CESC: Mobilisation avant le vote à l’Assemblée nationale

La participation citoyenne était au cœur des échanges lors d’un atelier multi-acteurs consacré à la mise en place du Conseil économique, social et culturel (CesC), le lundi 11 mai à l’Hôtel Colbert. A l’approche du vote de la proposition de loi à l’Assemblée nationale, les participants ont insisté sur l’importance de cette future institution pour renforcer l’inclusivité dans la gouvernance du pays, particulièrement dans le cadre du processus de la Refondation de la République.

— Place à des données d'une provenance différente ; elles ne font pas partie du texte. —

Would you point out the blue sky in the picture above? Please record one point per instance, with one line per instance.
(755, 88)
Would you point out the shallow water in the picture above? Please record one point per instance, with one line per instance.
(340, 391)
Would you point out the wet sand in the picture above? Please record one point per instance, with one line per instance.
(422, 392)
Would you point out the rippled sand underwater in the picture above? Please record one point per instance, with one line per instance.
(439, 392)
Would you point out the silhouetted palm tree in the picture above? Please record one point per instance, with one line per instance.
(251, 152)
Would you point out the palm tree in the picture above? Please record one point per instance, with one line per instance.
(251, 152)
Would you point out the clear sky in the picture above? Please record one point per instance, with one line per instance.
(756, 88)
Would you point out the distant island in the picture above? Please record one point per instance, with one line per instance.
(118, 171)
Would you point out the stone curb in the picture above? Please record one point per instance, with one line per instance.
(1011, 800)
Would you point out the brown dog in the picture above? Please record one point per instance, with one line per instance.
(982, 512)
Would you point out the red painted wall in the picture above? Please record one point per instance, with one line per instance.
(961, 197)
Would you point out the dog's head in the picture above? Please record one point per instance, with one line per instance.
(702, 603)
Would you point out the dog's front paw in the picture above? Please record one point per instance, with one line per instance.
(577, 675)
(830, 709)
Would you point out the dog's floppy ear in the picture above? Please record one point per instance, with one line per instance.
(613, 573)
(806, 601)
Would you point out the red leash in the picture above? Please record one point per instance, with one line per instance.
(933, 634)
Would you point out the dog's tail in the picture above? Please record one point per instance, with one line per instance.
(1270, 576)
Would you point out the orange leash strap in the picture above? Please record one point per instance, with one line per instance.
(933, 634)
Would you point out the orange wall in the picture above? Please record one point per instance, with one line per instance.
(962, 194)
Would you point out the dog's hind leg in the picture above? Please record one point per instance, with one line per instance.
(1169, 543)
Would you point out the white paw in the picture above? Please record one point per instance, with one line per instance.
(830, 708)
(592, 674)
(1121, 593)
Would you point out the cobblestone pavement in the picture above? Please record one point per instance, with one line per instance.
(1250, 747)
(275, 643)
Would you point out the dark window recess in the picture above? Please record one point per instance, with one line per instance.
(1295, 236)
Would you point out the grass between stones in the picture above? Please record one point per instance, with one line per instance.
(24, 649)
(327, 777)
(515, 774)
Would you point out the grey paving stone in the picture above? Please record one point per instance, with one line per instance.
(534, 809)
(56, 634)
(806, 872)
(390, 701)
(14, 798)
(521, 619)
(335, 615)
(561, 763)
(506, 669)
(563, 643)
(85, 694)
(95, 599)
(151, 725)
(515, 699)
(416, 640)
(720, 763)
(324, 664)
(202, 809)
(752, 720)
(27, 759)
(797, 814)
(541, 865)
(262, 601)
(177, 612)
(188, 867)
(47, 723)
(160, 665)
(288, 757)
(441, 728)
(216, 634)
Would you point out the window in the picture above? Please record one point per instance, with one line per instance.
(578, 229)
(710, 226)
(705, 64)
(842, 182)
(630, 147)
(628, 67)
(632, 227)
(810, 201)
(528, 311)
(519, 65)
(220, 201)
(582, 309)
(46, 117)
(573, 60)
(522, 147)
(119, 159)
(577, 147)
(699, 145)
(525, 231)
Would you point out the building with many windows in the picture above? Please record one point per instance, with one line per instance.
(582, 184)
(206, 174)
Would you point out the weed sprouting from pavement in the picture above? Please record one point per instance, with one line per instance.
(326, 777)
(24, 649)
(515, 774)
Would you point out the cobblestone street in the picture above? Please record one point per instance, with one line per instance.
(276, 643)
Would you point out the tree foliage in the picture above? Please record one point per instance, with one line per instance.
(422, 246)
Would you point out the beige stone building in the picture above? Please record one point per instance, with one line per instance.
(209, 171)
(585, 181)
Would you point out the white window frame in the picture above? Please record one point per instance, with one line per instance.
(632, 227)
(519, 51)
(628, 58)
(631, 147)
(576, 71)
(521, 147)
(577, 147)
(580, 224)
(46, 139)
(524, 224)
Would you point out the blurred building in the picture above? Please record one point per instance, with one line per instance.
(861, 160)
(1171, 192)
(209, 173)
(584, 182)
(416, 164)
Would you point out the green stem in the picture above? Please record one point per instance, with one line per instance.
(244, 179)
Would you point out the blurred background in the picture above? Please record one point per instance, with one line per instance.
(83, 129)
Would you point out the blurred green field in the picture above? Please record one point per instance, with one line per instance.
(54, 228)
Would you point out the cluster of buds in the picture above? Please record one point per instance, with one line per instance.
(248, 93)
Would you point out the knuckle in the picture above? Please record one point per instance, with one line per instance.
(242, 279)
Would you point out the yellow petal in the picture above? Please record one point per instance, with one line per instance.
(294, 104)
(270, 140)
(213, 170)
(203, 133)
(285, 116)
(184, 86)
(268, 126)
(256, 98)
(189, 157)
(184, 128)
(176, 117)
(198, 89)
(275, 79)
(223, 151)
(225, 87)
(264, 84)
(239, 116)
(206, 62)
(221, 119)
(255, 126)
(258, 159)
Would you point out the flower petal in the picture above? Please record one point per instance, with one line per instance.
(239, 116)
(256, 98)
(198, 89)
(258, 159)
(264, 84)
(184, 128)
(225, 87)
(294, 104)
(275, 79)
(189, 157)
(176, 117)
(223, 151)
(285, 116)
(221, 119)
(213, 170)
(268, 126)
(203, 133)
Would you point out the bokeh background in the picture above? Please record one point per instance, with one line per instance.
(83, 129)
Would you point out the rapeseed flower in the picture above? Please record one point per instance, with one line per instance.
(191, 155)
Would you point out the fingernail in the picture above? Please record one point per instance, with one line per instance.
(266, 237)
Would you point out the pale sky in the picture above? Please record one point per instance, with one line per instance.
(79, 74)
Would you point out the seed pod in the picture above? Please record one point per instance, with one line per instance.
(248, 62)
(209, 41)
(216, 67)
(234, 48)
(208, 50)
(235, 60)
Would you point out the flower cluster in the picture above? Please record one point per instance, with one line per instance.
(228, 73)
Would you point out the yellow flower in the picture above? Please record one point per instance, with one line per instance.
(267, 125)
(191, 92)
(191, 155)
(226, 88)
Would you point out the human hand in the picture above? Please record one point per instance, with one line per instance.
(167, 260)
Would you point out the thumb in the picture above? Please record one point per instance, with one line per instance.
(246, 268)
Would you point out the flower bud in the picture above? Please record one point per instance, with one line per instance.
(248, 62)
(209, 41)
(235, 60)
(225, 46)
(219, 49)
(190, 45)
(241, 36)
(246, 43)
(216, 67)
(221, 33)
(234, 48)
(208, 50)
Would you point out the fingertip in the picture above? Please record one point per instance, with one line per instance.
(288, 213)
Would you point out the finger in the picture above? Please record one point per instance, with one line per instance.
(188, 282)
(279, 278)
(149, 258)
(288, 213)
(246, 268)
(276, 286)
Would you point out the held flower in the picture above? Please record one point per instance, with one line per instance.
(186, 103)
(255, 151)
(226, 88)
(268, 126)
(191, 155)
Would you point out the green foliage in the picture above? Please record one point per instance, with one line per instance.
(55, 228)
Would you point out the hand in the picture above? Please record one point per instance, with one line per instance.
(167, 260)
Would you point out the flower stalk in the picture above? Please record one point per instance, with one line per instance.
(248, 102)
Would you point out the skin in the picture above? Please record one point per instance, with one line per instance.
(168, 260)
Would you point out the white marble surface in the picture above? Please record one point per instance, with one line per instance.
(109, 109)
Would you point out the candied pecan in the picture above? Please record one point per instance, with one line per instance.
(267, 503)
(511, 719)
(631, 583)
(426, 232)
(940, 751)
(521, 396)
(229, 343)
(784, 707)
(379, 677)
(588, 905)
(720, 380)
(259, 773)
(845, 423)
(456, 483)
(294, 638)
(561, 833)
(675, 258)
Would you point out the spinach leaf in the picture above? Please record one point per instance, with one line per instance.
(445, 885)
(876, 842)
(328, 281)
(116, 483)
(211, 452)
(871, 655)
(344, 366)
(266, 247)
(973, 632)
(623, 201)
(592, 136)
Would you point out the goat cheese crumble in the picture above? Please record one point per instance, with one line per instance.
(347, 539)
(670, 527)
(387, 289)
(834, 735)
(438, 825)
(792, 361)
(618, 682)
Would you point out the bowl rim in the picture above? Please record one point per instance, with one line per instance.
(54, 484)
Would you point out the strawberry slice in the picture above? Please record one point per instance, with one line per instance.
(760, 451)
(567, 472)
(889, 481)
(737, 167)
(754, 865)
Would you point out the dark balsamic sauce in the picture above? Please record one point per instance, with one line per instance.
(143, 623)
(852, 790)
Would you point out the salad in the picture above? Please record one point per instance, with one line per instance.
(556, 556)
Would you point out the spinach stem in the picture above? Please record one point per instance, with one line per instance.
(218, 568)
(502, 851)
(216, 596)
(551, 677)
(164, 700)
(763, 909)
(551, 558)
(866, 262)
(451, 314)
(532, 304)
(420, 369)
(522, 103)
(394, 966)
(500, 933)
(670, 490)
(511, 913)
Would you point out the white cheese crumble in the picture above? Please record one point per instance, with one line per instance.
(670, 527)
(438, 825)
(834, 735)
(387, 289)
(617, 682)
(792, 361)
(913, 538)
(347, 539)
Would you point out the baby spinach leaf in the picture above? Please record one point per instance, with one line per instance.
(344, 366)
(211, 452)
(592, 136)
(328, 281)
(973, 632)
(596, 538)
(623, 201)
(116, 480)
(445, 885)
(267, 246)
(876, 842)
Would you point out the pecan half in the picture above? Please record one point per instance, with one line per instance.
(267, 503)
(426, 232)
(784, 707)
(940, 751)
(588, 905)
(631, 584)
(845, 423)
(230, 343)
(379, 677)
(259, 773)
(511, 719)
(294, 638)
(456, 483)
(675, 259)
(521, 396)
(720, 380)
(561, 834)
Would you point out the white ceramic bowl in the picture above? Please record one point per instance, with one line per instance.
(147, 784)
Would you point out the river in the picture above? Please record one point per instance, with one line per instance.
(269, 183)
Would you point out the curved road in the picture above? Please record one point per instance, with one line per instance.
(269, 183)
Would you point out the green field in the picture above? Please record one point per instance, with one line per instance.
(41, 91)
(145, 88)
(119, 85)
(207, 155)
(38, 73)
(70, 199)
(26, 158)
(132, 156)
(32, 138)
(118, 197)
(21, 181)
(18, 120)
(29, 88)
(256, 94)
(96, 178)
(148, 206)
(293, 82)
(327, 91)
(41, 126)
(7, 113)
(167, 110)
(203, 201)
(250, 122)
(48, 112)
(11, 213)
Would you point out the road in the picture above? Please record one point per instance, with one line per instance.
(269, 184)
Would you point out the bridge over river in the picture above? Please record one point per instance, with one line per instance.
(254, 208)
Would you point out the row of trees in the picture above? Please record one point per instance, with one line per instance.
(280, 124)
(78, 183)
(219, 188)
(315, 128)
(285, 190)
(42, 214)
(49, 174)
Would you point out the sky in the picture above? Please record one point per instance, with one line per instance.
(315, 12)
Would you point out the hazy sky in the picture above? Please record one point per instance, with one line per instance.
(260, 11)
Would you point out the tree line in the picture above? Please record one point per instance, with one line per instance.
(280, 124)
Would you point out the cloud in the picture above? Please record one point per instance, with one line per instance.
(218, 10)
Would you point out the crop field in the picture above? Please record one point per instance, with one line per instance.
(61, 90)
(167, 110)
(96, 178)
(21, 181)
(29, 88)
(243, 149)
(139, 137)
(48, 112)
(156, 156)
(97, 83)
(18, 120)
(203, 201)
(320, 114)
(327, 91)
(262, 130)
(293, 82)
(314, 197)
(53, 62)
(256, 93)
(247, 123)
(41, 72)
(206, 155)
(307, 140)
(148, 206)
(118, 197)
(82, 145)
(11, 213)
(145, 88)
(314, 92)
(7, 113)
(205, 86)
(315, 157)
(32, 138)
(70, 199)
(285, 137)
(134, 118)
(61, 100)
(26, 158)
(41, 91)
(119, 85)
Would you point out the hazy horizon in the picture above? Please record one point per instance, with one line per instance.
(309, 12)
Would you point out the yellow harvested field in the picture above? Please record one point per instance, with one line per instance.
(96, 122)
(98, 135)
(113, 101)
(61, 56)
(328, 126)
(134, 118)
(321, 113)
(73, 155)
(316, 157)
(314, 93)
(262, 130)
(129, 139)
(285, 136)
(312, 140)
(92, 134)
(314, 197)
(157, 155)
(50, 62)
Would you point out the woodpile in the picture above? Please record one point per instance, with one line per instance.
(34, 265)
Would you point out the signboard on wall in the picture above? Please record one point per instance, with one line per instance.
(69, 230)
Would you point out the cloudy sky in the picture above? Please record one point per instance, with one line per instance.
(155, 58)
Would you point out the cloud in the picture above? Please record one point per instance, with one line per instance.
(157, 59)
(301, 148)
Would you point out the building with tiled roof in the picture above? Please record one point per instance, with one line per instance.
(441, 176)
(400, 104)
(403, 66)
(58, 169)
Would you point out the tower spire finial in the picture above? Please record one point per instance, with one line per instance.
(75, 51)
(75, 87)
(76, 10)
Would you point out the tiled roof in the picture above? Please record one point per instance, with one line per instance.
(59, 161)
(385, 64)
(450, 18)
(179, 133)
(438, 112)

Prévu par l’Article 105 de la Constitution de Madagascar, le CesC est une assemblée consultative réunissant les différentes composantes de la société malgache. Parlemen­tai­res, organisations de la société civile, syndicats, représentants du secteur privé, ONG et jeunes de la génération Z ont pris part aux discussions, illustrant la diversité des acteurs appelés à contribuer à ce nouvel espace de dialogue.
Démarche réellement inclusive
Les participants à l’atelier étaient unanimes concernant la nécessité de structurer un cadre où les citoyens, au-delà des institutions politiques traditionnelles, peuvent faire entendre leurs préoccupations. Le CesC ambitionne ainsi de devenir un pont entre les décideurs publics et les forces vives de la nation.
La présence des jeunes, notamment de la Gen Z, a marqué cet atelier. Porteurs de nouvelles attentes en matière de transparence et de participation, ils ont plaidé pour une démarche réellement inclusive. Leur implication est perçue comme un signal fort d’un renouvellement des pratiques démocratiques à Madagascar.
Pour les organisateurs de l’atelier, la mise en place du CesC constituerait une avancée majeure dans le processus de refondation de la Républi­que. En favorisant un dialogue structuré et inclusif, cette institution pourrait renforcer la légitimité des décisions publi­ques et encourager une participation citoyenne plus active.